We were invited for dinner to the home of Kevin's boss at his fabulous little weekend retreat in Westport CT (rather than gigantic apartment on Central Park West previously mentioned on this blog). He was entertaining some coworkers and clients in celebration of landing a really big website project. I, of course, can't be invited to someone's home without bringing along a dessert. When Kevin asked Head Honcho if I could bring something, the response was "chocolate", so of course I made it an official Sweet Treat and hit the book.
I chose my recipe purely for the convenience factor. I still had coconut left over from last week's blondies, so I chose another coconut bar.This recipe was toffee, chocolate chip bars. The coconut-based bar cookie had dark chocolate chips and chocolate-covered toffee bars broken up into them.
I just had one problem. Heath bars for some reason are not readily available where I live. You can get them in CVS, but not in supermarkets. I didn't want to make two trips. I ended up with these.
This had lots of little, itty-bitty toffee bits throughout the chocolate. It was tasty, but the toffee didn't shine through as much.
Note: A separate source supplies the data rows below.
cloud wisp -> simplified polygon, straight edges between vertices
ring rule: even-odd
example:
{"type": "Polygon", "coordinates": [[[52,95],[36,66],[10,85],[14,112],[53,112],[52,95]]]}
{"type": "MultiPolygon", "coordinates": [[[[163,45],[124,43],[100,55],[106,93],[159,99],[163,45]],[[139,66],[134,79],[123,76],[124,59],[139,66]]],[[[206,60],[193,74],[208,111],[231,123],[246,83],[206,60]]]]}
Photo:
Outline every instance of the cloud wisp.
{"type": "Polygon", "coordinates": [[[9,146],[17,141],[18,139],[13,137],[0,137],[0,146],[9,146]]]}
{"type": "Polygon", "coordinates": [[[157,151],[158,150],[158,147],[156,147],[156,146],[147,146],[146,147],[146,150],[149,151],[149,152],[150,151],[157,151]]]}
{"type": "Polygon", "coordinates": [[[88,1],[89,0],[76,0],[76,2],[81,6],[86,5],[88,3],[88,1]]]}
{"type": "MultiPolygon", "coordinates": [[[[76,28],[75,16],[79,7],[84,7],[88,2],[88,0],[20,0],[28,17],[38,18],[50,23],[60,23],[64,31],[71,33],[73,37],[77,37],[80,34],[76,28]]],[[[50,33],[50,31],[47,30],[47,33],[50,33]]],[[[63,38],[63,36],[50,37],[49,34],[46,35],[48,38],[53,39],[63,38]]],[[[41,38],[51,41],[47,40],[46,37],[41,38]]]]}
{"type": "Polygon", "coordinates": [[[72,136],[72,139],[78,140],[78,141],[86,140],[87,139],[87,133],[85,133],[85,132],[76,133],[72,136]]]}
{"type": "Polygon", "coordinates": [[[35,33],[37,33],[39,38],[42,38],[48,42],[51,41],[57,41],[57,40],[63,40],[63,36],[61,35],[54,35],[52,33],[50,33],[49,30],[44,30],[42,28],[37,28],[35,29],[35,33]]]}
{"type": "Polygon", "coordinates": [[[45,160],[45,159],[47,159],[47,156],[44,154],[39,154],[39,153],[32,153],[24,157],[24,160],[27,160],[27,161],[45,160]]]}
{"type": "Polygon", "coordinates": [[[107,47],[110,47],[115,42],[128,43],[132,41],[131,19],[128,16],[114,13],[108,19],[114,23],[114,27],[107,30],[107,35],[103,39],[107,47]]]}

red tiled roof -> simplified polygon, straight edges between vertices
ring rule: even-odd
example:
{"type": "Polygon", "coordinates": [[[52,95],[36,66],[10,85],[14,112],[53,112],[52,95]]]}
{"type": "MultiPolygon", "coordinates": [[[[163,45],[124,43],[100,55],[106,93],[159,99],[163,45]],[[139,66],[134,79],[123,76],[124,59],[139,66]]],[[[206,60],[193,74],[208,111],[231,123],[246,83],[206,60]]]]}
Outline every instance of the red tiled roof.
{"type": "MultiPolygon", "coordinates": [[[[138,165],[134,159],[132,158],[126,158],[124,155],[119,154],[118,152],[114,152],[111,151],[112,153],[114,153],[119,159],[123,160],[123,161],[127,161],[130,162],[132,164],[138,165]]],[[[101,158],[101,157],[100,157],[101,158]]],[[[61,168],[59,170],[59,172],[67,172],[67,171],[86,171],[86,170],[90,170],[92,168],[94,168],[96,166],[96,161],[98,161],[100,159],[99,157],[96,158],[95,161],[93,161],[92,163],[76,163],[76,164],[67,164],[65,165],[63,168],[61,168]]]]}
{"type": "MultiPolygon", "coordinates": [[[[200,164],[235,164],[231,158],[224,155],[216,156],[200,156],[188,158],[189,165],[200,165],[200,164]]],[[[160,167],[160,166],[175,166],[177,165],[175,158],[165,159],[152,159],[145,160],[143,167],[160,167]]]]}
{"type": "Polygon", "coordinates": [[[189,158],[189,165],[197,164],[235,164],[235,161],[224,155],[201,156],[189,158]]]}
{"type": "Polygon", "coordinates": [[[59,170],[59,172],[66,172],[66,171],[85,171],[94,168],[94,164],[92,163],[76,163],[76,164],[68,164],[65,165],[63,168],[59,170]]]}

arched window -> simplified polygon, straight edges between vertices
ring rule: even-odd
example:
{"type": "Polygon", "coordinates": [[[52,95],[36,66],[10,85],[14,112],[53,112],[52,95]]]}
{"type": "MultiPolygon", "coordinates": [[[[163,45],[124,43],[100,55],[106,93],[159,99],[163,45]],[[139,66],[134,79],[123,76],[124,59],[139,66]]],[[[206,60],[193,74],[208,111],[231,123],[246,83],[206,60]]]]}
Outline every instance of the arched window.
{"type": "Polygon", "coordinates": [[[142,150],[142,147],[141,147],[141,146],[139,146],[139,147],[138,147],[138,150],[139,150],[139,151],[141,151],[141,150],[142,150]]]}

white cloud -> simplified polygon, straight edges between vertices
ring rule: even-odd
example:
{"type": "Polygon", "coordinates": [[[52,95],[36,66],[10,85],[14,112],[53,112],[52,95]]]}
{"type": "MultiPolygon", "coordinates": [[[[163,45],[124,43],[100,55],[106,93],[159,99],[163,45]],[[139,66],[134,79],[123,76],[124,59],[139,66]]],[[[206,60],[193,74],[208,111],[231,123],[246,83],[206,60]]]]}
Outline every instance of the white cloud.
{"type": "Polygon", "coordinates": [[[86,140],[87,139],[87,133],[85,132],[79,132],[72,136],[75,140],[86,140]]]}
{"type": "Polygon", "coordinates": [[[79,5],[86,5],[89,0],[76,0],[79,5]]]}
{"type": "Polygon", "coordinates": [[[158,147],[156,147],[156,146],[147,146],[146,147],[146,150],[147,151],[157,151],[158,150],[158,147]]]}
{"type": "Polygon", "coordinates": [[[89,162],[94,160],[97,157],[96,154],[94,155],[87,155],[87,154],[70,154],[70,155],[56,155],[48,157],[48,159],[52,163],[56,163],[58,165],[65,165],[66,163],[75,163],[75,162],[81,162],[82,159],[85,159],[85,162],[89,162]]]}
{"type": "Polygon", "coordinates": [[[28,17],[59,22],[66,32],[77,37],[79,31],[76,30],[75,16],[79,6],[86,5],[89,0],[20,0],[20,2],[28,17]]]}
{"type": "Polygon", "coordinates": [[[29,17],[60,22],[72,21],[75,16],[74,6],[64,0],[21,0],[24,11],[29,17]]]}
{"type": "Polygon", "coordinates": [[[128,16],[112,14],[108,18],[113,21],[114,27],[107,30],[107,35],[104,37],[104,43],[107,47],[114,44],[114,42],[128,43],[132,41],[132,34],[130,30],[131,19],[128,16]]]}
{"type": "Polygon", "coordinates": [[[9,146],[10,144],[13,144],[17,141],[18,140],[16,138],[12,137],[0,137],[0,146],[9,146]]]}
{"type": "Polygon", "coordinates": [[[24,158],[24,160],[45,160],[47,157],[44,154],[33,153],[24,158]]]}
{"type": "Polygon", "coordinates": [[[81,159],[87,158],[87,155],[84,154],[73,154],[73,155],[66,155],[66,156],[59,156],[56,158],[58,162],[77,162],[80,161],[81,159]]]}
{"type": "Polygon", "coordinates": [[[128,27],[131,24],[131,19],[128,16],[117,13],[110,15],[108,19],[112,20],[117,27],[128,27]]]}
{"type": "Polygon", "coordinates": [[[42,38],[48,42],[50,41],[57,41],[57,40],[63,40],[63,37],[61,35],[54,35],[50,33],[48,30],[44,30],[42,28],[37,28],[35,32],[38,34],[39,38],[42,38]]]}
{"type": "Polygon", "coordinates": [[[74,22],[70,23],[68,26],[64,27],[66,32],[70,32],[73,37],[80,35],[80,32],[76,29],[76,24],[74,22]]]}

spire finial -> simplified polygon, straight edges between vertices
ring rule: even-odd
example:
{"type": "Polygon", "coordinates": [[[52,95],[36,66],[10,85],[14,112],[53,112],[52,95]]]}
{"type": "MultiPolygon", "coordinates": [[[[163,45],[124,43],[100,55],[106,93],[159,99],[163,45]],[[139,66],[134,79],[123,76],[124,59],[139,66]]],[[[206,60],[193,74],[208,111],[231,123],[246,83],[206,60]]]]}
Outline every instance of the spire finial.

I had a similar problem when I wanted to replicate one of my favorite ice creams last summer and couldn't find Heath bars in the supermarket.
The bars were cooked pretty much like a brownie with butter melted and mixed with eggs and vanilla and stirred into the dry ingredients.
They were almost cake-like in texture and a little difficult to cut and remove from the pan. I liked them, but like many recipes from this book, wasn't bowled over by them. Kevin's coworkers felt differently though. They were the first things to go from the dessert table!